The IEP (Initial Enrollment Period) is a 7-month window tied to the 65th birthday — three months before, the birthday month, and three months after. It applies to Parts A, B, C, and D (per Medicare.gov).
The AEP (Annual Election Period) runs October 15 through December 7. During AEP, a beneficiary can join, switch, or drop a Part C plan or a standalone Part D plan; changes take effect January 1.
The MA-OEP (Medicare Advantage Open Enrollment Period) runs January 1 through March 31. Available only to a beneficiary enrolled in an MA plan as of January 1, it allows one election: switch MA plans, or drop MA and return to Original Medicare (with the option to add a standalone Part D plan). MA-OEP can't move a beneficiary from Original Medicare into MA (per CMS).
A SEP (Special Enrollment Period) is triggered by a qualifying event — moving out of a plan's service area, losing employer or other creditable coverage, a plan contract terminating, gaining or losing dual-eligibility status, and others. Each SEP has its own time limit.

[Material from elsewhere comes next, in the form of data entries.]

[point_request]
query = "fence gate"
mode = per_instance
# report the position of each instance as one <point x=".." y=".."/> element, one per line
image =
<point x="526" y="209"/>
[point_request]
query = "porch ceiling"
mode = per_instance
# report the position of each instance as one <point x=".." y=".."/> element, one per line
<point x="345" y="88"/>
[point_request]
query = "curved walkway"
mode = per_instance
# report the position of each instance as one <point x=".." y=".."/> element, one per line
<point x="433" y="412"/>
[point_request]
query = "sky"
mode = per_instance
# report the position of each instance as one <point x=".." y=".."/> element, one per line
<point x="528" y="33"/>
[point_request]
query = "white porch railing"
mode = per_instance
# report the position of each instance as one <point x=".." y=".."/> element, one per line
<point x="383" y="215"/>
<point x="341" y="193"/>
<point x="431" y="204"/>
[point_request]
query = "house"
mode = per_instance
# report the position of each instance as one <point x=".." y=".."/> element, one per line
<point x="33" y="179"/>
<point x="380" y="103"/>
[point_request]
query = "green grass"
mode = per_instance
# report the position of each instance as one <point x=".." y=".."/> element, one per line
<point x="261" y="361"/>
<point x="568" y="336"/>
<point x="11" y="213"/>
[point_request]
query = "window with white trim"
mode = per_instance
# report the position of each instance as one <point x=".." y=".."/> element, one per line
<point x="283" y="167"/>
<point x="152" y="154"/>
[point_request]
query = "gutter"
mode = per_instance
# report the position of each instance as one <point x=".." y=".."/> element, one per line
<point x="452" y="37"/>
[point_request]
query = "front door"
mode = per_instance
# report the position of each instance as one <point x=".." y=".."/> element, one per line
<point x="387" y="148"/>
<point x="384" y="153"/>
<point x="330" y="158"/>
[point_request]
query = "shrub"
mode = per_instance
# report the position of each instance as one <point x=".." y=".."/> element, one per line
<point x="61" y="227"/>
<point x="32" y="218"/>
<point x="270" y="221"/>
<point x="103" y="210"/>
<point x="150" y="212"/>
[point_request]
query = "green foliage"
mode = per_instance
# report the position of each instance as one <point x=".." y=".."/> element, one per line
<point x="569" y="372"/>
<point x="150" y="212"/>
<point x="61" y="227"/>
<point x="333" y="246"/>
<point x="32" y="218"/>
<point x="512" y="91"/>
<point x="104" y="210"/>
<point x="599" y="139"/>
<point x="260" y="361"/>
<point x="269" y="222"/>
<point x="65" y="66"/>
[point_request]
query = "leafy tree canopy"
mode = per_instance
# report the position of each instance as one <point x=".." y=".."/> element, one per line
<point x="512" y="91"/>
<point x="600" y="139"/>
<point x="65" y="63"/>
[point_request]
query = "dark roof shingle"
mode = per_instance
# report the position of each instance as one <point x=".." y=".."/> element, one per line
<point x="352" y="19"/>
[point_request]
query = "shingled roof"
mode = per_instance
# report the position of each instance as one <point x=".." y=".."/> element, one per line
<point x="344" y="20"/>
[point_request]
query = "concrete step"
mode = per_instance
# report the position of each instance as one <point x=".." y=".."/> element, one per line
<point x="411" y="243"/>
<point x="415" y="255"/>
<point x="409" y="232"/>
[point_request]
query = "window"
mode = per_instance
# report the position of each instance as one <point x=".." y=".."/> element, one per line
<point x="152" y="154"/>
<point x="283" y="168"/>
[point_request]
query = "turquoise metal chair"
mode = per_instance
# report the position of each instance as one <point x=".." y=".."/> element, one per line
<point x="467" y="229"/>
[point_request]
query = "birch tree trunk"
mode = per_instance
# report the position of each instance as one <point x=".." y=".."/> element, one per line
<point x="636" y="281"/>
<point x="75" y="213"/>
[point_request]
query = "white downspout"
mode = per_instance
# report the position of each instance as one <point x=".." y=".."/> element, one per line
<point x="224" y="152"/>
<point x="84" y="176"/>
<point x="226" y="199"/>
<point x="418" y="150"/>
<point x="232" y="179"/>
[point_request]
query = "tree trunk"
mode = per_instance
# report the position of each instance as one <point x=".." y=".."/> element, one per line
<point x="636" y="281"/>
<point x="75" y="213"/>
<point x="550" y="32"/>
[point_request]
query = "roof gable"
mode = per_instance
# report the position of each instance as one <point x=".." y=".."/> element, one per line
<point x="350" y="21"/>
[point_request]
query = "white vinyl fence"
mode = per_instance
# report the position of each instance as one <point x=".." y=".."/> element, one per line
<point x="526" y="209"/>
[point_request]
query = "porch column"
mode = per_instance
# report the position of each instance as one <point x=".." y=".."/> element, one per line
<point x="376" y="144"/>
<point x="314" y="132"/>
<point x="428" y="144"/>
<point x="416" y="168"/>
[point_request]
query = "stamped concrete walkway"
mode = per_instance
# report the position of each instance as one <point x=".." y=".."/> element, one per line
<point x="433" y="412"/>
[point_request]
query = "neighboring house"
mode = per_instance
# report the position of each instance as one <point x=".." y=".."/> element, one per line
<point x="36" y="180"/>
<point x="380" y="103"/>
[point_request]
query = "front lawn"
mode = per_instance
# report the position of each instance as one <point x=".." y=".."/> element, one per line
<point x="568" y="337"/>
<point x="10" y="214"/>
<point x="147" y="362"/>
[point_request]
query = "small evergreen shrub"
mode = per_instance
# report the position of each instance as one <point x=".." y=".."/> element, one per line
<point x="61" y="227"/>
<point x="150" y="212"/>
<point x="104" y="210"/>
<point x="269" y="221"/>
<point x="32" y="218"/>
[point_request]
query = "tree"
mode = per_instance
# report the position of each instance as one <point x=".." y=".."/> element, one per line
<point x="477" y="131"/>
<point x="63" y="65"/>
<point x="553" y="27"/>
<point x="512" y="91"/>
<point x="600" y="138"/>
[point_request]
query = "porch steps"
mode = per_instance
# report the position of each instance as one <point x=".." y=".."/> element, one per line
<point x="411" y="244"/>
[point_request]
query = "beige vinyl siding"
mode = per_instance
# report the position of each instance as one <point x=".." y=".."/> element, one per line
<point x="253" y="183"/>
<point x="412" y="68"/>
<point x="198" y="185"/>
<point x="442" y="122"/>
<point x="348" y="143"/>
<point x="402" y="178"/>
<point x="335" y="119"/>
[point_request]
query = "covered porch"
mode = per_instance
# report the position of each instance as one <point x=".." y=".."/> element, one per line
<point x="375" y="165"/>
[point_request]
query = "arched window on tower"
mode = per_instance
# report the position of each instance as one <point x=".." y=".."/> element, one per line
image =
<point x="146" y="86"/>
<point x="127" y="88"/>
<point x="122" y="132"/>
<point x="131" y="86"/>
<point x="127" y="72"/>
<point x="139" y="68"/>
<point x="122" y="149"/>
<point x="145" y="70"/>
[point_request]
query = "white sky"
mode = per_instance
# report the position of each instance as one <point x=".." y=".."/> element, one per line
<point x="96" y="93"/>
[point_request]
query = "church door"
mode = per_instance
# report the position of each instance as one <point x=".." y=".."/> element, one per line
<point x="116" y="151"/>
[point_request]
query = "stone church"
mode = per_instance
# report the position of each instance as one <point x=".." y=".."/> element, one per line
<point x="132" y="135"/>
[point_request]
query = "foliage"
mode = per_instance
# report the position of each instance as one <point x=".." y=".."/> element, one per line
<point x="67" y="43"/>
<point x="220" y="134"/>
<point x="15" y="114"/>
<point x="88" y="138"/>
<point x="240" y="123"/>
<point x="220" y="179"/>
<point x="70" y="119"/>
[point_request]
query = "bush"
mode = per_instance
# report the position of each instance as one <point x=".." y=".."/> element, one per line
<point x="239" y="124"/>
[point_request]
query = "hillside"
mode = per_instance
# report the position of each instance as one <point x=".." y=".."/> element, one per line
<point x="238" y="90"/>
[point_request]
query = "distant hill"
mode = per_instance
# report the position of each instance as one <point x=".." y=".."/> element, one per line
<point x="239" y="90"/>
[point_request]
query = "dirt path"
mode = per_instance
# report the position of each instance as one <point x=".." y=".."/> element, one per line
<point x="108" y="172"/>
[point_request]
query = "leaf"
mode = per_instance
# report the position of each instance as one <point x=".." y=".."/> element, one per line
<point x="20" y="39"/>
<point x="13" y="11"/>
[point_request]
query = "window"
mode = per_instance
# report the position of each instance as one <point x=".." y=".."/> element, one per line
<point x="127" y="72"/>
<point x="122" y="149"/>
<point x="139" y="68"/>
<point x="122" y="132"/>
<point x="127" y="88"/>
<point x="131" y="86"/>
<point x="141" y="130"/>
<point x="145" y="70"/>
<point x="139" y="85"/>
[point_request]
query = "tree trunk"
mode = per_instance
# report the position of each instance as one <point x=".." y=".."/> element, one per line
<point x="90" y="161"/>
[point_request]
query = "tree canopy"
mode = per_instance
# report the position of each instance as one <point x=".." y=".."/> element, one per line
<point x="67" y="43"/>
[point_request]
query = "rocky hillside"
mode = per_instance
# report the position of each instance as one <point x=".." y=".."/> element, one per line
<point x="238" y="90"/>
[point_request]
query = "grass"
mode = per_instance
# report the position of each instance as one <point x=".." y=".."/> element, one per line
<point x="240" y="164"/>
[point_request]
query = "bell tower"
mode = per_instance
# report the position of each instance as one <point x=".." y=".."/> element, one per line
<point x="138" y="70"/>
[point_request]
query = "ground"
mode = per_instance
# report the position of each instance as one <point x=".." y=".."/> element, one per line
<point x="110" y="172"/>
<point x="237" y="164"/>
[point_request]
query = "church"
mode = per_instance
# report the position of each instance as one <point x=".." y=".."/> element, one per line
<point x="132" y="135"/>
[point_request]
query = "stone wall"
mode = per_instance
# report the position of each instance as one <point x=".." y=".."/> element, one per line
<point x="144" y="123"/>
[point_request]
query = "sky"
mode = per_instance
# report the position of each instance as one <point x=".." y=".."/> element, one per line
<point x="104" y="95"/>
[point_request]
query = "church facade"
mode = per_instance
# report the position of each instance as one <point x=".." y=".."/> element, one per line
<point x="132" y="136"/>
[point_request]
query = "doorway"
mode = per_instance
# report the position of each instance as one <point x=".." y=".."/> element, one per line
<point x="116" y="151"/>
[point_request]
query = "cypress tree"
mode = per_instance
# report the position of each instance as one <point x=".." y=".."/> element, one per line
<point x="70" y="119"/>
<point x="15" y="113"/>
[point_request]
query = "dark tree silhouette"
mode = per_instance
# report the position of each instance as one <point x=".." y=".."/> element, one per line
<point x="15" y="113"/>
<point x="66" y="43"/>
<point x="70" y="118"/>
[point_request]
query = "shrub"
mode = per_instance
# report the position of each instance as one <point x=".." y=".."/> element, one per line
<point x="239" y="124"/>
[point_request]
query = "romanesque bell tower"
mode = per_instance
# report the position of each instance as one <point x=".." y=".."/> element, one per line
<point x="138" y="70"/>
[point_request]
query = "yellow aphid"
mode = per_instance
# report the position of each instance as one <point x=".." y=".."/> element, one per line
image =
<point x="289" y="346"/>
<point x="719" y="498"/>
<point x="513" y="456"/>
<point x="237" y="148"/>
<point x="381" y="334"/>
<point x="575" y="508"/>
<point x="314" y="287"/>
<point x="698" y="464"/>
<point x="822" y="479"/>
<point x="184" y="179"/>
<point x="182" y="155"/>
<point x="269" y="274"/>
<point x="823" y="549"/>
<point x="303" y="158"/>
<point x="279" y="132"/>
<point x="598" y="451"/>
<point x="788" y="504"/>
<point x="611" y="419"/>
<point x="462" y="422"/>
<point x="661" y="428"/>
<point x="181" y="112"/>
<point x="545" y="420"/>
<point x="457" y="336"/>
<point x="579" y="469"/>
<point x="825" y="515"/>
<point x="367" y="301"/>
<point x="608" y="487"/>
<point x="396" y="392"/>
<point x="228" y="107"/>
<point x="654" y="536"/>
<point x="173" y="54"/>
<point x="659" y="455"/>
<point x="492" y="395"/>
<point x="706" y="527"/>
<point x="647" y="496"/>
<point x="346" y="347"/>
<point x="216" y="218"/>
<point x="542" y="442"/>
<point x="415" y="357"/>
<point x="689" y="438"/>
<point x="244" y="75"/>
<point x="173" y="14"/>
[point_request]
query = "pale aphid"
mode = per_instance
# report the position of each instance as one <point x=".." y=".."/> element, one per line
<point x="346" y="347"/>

Two late enrollment penalties stay attached to the monthly premium as long as the beneficiary keeps coverage. The Part D LEP (late enrollment penalty) is 1% of the national base beneficiary premium ($38.99 in 2026) times full uncovered months, lifetime. The Part B LEP — relevant because Part C requires Part B — adds 10% to the Part B premium for each full 12-month delay, lifetime (per Medicare.gov).